It probably sounds a bit "clinical" but I'm trying to be clear-headed and I am a bit clinical anyway... and I have got to the "let's get married or I'm leaving" stage.

To me, these are non-negotiable:

-Either parallel careers with no children involved; or complete partnership with children, including legal committment, wills openly agreed upon, etc. Under the parallel careers option I would be pretty hurt if we didn't openly agree on finances and wills, but autonomy could be possible.

-Full economic partnership, pooling resources, unless there's a strong reason to do otherwise (eg one has debt or gambling issues).

-A declared partnership (in our case, marriage) means backing each other up, supporting each other first, presenting a united front in the face of criticism, be it from my mad family or from his family who dislike me. I have no problem with discussing things in private together, and no problem with being told I need to change my behaviour; however, I'm also capable of recognising when someone else is behaving inappropriately.

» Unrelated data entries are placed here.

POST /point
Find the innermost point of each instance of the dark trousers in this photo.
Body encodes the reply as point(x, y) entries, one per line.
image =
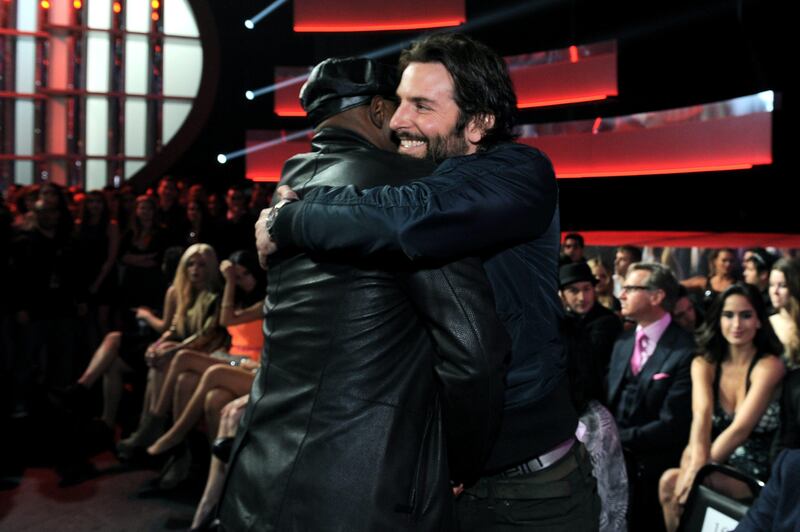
point(562, 497)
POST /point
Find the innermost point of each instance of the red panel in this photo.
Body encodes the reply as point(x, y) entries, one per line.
point(287, 99)
point(366, 15)
point(689, 239)
point(586, 79)
point(735, 142)
point(266, 164)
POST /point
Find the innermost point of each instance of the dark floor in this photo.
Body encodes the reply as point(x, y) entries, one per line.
point(111, 501)
point(118, 497)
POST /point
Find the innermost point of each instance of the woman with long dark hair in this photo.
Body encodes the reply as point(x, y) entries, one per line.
point(735, 396)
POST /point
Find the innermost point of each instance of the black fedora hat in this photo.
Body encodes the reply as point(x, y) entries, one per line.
point(338, 84)
point(574, 273)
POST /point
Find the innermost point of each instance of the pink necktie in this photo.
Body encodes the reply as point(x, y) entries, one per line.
point(637, 360)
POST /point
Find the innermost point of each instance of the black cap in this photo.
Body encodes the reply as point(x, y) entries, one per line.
point(575, 273)
point(338, 84)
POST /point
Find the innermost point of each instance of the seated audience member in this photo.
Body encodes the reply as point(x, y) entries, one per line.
point(649, 386)
point(572, 248)
point(723, 269)
point(590, 331)
point(141, 250)
point(47, 300)
point(604, 289)
point(237, 229)
point(195, 326)
point(97, 244)
point(777, 508)
point(119, 354)
point(625, 256)
point(735, 396)
point(784, 292)
point(170, 215)
point(228, 421)
point(685, 313)
point(757, 265)
point(242, 313)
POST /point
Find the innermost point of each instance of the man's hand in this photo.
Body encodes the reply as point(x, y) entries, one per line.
point(264, 243)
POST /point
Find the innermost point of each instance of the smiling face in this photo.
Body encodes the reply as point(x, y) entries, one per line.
point(426, 121)
point(738, 321)
point(778, 290)
point(579, 297)
point(724, 263)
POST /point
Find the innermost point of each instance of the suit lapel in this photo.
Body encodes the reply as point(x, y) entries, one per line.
point(656, 360)
point(619, 363)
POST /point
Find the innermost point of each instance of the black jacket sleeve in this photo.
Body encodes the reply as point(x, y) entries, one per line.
point(470, 204)
point(472, 349)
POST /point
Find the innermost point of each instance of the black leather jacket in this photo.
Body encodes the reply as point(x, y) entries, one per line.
point(346, 424)
point(502, 203)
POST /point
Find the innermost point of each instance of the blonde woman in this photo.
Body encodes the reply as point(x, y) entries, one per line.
point(784, 293)
point(195, 326)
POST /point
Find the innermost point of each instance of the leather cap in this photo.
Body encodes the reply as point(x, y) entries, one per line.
point(338, 84)
point(575, 273)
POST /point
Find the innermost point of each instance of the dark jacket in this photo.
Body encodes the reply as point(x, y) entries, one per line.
point(365, 363)
point(657, 428)
point(777, 509)
point(589, 339)
point(502, 203)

-If we have kids, this entails agreeing in advance how to do the important bits of parenting (such as what messages we send by what we praise, what behaviours we model and what behaviours we try to adjust in ourselves, what the ground rules and consequences are for behaviour, basic health and nutrition); backing each other up openly; and being consistent and transparent with boundaries, both with children, and with "participating and enthusiastic" grin grandparents.

Background -

We have been friends since undergraduate uni, together nearly 7 years, living together for 6. We are both 36, so if we are going to have kids we need to get on with it. We have recently moved from stressful, high-powered jobs in London, to sabbattical in [nameless laidback forrin country a long way from London], and for the first time in years, we have had enough sleep and can think straight enough to actually begin to discuss the future. I had a pregnancy "scare" a few weeks back and it didn't seem too scary, it actually seemed like quite a good idea (to me, before I tried to talk it through with DP). We are thinking of staying here and not returning to the UK, since we have the right to live and work here, and family are in the neighbouring laidback forrin country.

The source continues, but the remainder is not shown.